Bald Jason's Musings
Wednesday, September 7, 2005
I called into work yesterday; the whole day pretty much sucked, but I tried not to think about it. When Mark got home he said he ran into Ben at a gas station and that he asked if I was ok, but Mark hadn't heard from me since just after my last entry, so he didn't know. I really wanted to work yesterday too because Ben was gonna be back, and I had that tape to give to Bryan, along with Angels In America, which he told me he wanted to borrow sometime at Mark's party. I didn't really do anything yesterday. erg.
I finished the 1st disc of Xena - Season 4, and then watched the first few Hercules - Season 5 episodes (the only Season of Herc that I truly enjoy), and then I tried to play Diablo II but ended up deleting my favorite character :-0( I spent most of the night trying fix things.
I just saw the trailer for Brokeback Mountain, which I've been looking forward to seeing. I'm pretty sure it's gonna make me cry; maybe Mollie will see it with me. I also want to see Dorian Blues which she may enjoy also, as there's a priest in that one ;-0)
I'm trying not to spend any more cash, as we're rapidly moving into brokesville.
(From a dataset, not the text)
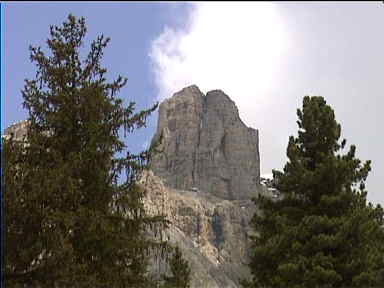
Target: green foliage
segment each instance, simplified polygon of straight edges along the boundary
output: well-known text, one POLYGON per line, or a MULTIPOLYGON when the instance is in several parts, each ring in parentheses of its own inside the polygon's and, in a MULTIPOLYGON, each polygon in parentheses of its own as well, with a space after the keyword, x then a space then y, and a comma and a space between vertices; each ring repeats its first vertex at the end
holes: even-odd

I know everybody knows this already, but gas prices suck! Doctor Bills Suck. A lot of things sucking lately. Except for me. I'm still not with the sucking. And actually, my jaw, which has hurt most of my life, has been getting worse - which worries me. Somedays it hurts to talk, or laugh, or eat. It's not good.
I have very little ambition. I've never really known what I wanted to do in life. The only things that have ever seemed important to me are people and interacting with them, and exploring myself in the process. I must be pretty weird.